Our tomato plants need more sun, less rain and more heat, my mother declared recently. This wasn't news, and she made the observation under gray skies that promised yet another unusually cool summer day. It's rained so much that the plants' identifying tags have been washed clean, and I can't remember what varieties I brought home from the Asheville Spring Herb Festival back in May. It all makes tomatoes (and, for that matter, the whole art of gardening) seem even more mysterious than usual.
Some of the fruits are big, and the plants seem healthy, if a bit too tall due to reaching for an elusive sun. The leaves are vibrant green, the stalks strong. My tomatoes haven't been hit by the damp-induced blight seen on north Georgia tomato farms and thought to be creeping toward Western North Carolina. But they've been decidedly slow to ripen, though one big fruit is now turning yellow (funny: I don't recall selecting such a variety).
"They'd make good fried green tomatoes," said my mom. Indeed, a few weeks earlier she'd picked a few. Sliced, dredged in seasoned cornmeal and pan-fried in one of my cast-iron skillets, they were tasty, although it's a treat I associate with early fall.
Right now, I'm craving ripe tomatoes: Last year, my partner and I planted more than 100 tomatoes — 'Cherokee purple', 'green zebra', 'Williams striped', 'Carolyn's yellow pear' and a few other varieties — at our old mountain farm.

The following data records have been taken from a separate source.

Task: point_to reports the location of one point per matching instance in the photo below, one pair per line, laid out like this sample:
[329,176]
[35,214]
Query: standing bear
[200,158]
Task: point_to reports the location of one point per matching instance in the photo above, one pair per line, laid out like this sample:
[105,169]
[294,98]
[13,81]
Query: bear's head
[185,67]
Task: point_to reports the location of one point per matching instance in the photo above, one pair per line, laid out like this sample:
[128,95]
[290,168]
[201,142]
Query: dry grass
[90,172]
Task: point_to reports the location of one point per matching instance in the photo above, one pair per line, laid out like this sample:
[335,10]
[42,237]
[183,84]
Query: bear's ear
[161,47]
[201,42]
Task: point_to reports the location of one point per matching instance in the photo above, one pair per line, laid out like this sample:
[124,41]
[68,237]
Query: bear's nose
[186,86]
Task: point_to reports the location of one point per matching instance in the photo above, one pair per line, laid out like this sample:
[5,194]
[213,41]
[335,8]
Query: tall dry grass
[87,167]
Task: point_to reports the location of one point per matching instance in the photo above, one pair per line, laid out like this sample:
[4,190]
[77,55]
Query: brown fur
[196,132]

The big 'Williams striped' were particularly juicy, delivering old-fashioned beefsteak tomato flavor in a red-and-yellow fruit. This year, however, that old garden lies mostly fallow, awaiting the new owners. Meanwhile, I downsized at our new house in Asheville, putting in a mere three tomato plants.
But back up on the mountain as I readied for the final move later this month, I discovered a surprise: two volunteer tomato plants nestled next to a row of arugula. I've kept an eye on them ever since, pondering which variety they might be.
Last season, this 10-by-10-foot section served as my last-chance garden: At transplanting time, about a dozen tomato seedlings looked too puny to survive the move from greenhouse to garden. Not having the heart to toss them, however, I planted the half-dead zebras, 'Williams striped' and 'Matt's wild cherry' in this little plot. The 'Williams striped' seedlings died, and the zebras ripened late. But the 'Matt's wild cherry' thrived.
I'd also planted a half-dozen of them in the main garden on the mountain, set 18 inches apart in a neat row between stretches of banana peppers and purple-hull peas. The 'Matt's wild cherry' grew like kudzu, overtaking their neighbors and even extending into the outer rows of my 'Principe Borghese' paste-tomato crop. (The seed catalog had mentioned the variety's "vigorous" tendencies.) Well after the first frost, they were still producing clusters of grape-size fruit. When we were doing garden chores or picking veggies, we'd pick some and pop 'em in our mouths for a sweet treat. But much of that fruit grew close to the ground, often hidden in the dense growth (sparrows and rabbits loved hiding in the wild-cherry jungle). And whenever we waded into the green tangle to harvest them, some would fall to earth.
Meanwhile, over in the last-chance plot, the 'Matt's' throwaways did so well that I got tired of picking them and left them to their own devices. So it shouldn't have been a surprise when I bent down to examine those volunteers last week. Barely 2 feet tall, the plants were spreading toward the arugula and clambering over some tatsoi. And looking closer, I spied a cluster of round, green tomatoes that weren't much bigger than the end of my thumb.
Last year, we filled bowls with ripe 'Matt's wild cherry' tomatoes and set them on the kitchen counter. They looked like bright red marbles, except these were a bit sticky and popped sweet in your mouth.
"All right," I mused, "We're leaving the asparagus patch to the new owners. And the blueberries. But if I dig up these 'Matt's wild cherries,' will they survive?"
I'm betting they will. And their wild sprawl, highlighted by tiny but flamboyant fruit, will look good at our new house, in a hanging basket by the kitchen door.